This highly original, multi award winning film was premiered at last October’s London Film Festival and marks the impressive feature film debut of writer/director Zoljargal Purevdash. She became the first Mongolian director when she was selected in the Un Certain Regard section at last year’s Cannes Film Festival. Her sharp, well observed screenplay follows the story of Ulzii (Battsooj Uurtsaikh), an intelligent teenager from a poor neighbourhood in Ulaanbaatar, Mongolia. He is determined to get a scholarship by winning a physics competition, but his plans are put on hold when his illiterate mother finds employment far from home. Ulzii is left at home and is expected to look after his younger siblings all alone during the harsh winter…
It is a lovely, tender film about a young boy’s determination to succeed despite his humble origins and against the odds. Purevdash’s assured, sensitive direction elicits natural performances from her non-professional cast especially from Uurtsaikh, as her smart but vulnerable protagonist.
It is unlike anything you’ve seen before and its charm is simply irresistible – in similar fashion to last year’s Oscar nominated LUNANA: A YAK IN THE CLASSROOM, which was made in Bhutan. It is a joyful film from a promising young director and is very much worth seeking out.

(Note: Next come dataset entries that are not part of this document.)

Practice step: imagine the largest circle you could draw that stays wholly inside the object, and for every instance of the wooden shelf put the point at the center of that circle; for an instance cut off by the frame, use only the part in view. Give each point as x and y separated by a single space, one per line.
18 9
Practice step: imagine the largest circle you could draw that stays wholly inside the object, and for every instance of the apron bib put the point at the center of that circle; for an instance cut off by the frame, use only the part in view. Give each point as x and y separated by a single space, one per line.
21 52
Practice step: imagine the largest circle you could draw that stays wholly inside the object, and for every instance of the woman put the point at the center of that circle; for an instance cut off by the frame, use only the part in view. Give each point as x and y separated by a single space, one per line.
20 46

This silly British Mockumentary by Finn Bruce and Brook Driver enters the dangerous, back biting world of competitive giant vegetable growing. Caroline (Jo Hartley) is determined to win this year contest until she finds out that her marrow plants are stolen…
It is a fun premise not dissimilar to the Nick Park’s deliciously funny clay animated feature THE CURSE OF THE WERE-RABBIT. Some of the gags are hit and miss but the enjoyable performances – not only from Hartley as the eponymous heroine but also from Fay Ripley and Aisling Bea – make up for it.


Omar Nour and Omar Samra, two Egyptian extreme athletes share their thrilling survival story with acclaimed documentarist Marco Orsini. The two athletes are lured by the Talisker Atlantic Challenge and after two years of intense training they embark on the World’s Toughest Row-3,000 miles across the Atlantic…
It is a miracle that these two incredibly brave men have survived and are now able to tell their story in every single detail. They are good storytellers but most importantly they want to make people aware of the immense dangers that refugees are confronted while crossing the Mediterranean Sea in small boats. These unfortunate displaced people have no alternative in making these life threatening decisions, unlike these two athletes, who choose to cross the Atlantic on their own free will.

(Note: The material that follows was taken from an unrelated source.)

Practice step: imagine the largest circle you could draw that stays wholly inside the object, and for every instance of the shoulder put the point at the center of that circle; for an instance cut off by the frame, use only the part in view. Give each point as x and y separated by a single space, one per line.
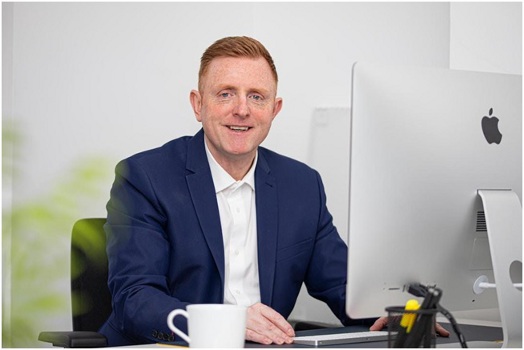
171 156
283 167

The original 1989 movie, which was nominated for five Razzie Awards, was a showcase for Patrick Swayze’s talents following his extreme popularity from DIRTY DANCING. But the original producer Joel Silver, despite his Razzie nomination, refuses to accept defeat and remakes this old horse and now under Doug Liman’s slick direction, Jake Gyllenhaal becomes Dalton, the fearless bouncer hired to clean up the Florida Keys roadhouse.
Gyllenhaal is a strong presence and is suitably moody as the former UFC (Ultimate Fighter Champion), while the unstoppable flashy action sequences are way over the top in a typically Joel Silver fashion. But at least Liman’s controlled direction and well-choreographed set pieces make this quite watchable. (Prime Video)


The original GHOSTBUSTERS was one of the most successful blockbusters from the eighties, which also sprung a sequel and a remake with an all-female cast. So far so good, but the producers’ decision to reboot the franchise with GHOSTBUSTERS: AFTERLIFE a couple of years ago was utterly catastrophic.
The prologue of this lame sequel takes place in July 1904 when New York City Fire Department firefighters find people frozen to death. Fast forward to the present day and the Spengler family joins forces with past veteran ghostbusters in order to save the world for yet one more time…
The over tired franchise looks pointless and redundant by now!


Katia de Vidas’ fascinating documentary paints an intimate portrait on the turbulent life and career of Peter Doherty, the talented punk singer-songwriter, who most famously fronted the Libertines. Vidas, who followed Doherty over a period of ten years, is a first-hand witness to this multitalented man’s highs as well as very lows, especially during those dark years of addiction, where his life appeared to be on the precipice to the abyss.
It is an honest film in which Doherty speaks openly about his inner demons at the time when it seemed almost impossible to come back into the light. But he is also a true survivor and has the ability of reinventing himself in the most unexpected circumstances.